I have watched life come back to her, and it has been a privilege. When our time with her began, someone suggested shifts but that is the language of business. Love is something better. I have been challenged and changed, reminded that love is that simple answer to so many of our hardest questions. Don Miller says we're called to hold our hands against the wounds of a broken world, to stop the bleeding. I agree so greatly.
We often ask God to show up. We pray prayers of rescue.

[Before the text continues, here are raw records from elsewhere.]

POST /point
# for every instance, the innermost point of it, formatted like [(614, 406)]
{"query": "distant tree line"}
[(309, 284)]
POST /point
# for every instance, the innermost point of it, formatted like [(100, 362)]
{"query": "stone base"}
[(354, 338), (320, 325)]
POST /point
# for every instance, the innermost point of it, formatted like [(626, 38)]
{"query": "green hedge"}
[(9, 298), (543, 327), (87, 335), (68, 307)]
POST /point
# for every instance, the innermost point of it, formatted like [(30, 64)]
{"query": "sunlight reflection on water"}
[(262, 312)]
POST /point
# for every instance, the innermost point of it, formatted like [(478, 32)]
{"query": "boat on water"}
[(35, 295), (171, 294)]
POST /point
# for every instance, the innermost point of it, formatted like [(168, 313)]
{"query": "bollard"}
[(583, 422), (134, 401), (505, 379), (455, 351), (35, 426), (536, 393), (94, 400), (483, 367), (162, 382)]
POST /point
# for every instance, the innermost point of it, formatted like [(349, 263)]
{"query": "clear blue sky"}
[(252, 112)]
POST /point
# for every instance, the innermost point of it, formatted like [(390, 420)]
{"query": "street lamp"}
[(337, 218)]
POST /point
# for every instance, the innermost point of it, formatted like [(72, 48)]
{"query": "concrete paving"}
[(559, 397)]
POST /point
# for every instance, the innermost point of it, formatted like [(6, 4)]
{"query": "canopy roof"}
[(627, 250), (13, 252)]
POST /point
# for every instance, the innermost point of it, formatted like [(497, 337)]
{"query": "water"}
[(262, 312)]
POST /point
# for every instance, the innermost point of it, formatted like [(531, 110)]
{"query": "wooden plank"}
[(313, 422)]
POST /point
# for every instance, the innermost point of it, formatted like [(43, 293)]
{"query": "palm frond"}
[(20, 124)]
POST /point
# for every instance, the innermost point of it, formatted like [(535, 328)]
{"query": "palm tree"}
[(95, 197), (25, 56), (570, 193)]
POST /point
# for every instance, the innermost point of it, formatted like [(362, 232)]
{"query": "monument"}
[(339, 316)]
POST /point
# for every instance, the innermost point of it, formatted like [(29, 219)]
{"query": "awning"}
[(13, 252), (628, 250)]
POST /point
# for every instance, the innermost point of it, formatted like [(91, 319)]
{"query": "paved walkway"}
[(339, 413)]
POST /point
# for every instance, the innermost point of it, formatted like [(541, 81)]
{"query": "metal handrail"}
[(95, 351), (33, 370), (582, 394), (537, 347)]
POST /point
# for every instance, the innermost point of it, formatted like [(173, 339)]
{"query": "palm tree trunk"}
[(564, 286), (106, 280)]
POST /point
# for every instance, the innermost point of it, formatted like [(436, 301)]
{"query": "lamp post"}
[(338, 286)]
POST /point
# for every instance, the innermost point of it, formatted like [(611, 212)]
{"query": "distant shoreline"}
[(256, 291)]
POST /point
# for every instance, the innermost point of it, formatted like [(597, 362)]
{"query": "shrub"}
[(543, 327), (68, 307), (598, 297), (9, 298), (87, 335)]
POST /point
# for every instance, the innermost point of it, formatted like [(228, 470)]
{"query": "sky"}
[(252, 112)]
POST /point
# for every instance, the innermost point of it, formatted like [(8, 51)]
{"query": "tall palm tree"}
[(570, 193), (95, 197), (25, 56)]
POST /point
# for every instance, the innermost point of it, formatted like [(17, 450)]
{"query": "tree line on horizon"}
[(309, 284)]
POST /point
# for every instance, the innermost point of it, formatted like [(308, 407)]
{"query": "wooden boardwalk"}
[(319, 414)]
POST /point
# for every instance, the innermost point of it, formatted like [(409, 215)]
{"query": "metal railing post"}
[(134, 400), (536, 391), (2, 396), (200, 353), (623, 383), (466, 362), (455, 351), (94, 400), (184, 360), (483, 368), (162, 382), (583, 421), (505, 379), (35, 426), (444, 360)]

Perhaps God would ask us to be that rescue, to be His body, to move for things that matter. He is not invisible when we come alive. I might be simple but more and more, I believe God works in love, speaks in love, is revealed in our love. I have seen that this week and honestly, it has been simple: Take a broken girl, treat her like a famous princess, give her the best seats in the house. Buy her coffee and cigarettes for the coming down, books and bathroom things for the days ahead. Tell her something true when all she's known are lies. Tell her God loves her. Tell her about forgiveness, the possibility of freedom, tell her she was made to dance in white dresses. All these things are true.
We are only asked to love, to offer hope to the many hopeless. We don't get to choose all the endings, but we are asked to play the rescuers. We won't solve all mysteries and our hearts will certainly break in such a vulnerable life, but it is the best way. We were made to be lovers bold in broken places, pouring ourselves out again and again until we're called home.
I have learned so much in one week with one brave girl. She is alive now, in the patience and safety of rehab, covered in marks of madness but choosing to believe that God makes things new, that He meant hope and healing in the stars. She would ask you to remember.